This article was published on May 9, 2018

Here’s how Android P’s new gesture controls work

Here’s how Android P’s new gesture controls work
Napier Lopez
Story by

Napier Lopez


Napier Lopez is a writer based in New York City. He's interested in all things tech, science, and photography related, and likes to yo-yo in Napier Lopez is a writer based in New York City. He's interested in all things tech, science, and photography related, and likes to yo-yo in his free time. Follow him on Twitter.

Just as rumored, Android P will officially bring gestures to Team Google, replacing the classic trio of buttons at the bottom of your screen with finger dances reminiscent of the iPhone X (or the Palm Pre, anyone?). The new interface centers around a single pill-shaped home button, which allows you to access a redesigned multi-tasking interface. Here’s how it all works.

First things first: right now, the gestures are optional. In fact, when I installed the beta build on my Pixel 2 XL, the feature was turned off. It’s possible that it’s the default on a fresh installation – I installed Android P as an update – but if you’re running the beta and don’t see the new interface, you can toggle it in Settings> System> Gestures> Swipe up on home screen.

Swipe up from the bottom of your screen, and you’re greeted with your recent apps in new hub called the ‘Overview’. Unlike the old Recents screen, Google will also suggest some apps you might want to launch at the bottom of the display, as well as a search bar to quickly look up information.

If you swipe up once more, you’ll get a full view of your app drawer. That essentially replaces the need to use your launcher to open new apps, as you can simply access you launcher from anywhere now. Meanwhile dragging the home button right lets you quickly scroll through your recent apps in horizontal card view (it doesn’t work if you drag to the left). A fast swipe to the right functions like Alt+Tab on Windows, switching to the previous app. Just tapping on the button still goes home, and holding it still invokes the Assistant.

There’s a clear emphasis on multi-tasking with the new gestures. On that front, there’s a neat trick with the new cards: because of the larger previews, you can now select text right from from the Overview. That means you copy text between apps more quickly, handy for things like pasting a friend’s address into Google Maps. Selections also work with Google’s Smart Actions allowing you to select the name of a song and immediately play it in Spotify, for instance.

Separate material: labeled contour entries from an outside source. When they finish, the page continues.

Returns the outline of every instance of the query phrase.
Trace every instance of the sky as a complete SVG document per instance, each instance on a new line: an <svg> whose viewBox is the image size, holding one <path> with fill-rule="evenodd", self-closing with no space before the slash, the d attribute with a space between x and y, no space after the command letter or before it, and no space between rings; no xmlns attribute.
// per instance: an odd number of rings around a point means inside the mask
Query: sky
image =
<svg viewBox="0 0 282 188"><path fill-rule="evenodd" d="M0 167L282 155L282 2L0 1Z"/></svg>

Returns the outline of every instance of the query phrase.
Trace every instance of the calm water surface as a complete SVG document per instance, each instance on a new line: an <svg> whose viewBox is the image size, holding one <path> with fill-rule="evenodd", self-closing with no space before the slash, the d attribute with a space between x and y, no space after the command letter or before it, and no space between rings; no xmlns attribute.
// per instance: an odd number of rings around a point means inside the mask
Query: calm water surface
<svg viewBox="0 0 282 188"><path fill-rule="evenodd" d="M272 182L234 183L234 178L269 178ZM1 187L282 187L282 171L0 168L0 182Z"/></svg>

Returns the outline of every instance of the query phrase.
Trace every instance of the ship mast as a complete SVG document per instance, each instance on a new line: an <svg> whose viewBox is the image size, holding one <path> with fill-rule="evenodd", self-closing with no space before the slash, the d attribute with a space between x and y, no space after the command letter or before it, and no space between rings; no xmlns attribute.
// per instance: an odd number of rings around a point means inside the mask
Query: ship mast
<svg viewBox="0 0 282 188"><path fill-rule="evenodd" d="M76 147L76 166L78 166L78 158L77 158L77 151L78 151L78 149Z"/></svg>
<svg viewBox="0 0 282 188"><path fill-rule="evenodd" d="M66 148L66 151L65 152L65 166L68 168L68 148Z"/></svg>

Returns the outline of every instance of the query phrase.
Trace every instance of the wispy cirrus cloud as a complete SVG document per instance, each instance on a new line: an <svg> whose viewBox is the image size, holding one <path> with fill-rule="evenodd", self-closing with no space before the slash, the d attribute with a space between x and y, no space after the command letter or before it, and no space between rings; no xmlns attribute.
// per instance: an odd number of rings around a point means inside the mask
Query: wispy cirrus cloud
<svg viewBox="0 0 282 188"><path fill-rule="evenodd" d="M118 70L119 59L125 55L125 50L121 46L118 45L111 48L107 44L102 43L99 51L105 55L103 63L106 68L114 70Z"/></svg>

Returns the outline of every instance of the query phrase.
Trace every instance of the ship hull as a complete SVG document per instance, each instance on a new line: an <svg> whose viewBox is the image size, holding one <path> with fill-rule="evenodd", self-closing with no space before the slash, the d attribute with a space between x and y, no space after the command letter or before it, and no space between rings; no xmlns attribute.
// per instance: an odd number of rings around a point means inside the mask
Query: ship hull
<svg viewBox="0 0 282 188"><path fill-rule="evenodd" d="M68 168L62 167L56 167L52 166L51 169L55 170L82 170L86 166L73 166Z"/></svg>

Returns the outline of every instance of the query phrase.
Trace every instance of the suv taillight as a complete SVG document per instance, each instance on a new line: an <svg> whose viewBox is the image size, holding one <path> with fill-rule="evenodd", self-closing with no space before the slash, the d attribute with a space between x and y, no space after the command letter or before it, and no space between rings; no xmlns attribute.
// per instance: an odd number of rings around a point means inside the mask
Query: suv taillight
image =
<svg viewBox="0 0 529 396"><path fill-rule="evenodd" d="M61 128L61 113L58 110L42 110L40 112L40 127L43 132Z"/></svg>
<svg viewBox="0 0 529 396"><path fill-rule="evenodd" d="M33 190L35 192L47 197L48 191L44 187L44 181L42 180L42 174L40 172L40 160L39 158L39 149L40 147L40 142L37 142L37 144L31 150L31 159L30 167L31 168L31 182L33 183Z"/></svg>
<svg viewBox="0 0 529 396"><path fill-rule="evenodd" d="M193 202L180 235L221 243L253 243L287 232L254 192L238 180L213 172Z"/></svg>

But what about the back button? Google has opted to make that most classic of Android buttons a little more contextual; basically, it hides from view when you don’t need it, such as on your home screen. I think the change is a little considering the back button is used all the time in Android, but it shouldn’t affect functionality.

On a related note, the extra space at the bottom does free up your phone for some new features. For instance, if you have rotation lock turned on, you’ll be able to unlock it from a contextual button that will show up when you turn the device. I imagine Google is thinking up other ways to use the bottom of the phone now that it has the real estate; I wouldn’t be surprised to see more contextual buttons show up in future updates to Android.

Keep in mind this update is just for phones running Google’s UI. It doesn’t seem manufacturers will be required to adopt Google’s gestures, and many Android OEMs like Huawei and Motorola already include gestures of their own. Nonetheless, expect gestures to become a lot more prominent in Android devices to come; I’ve only been using them for about an hour, but despite some small complaints, it’s a welcome improvement.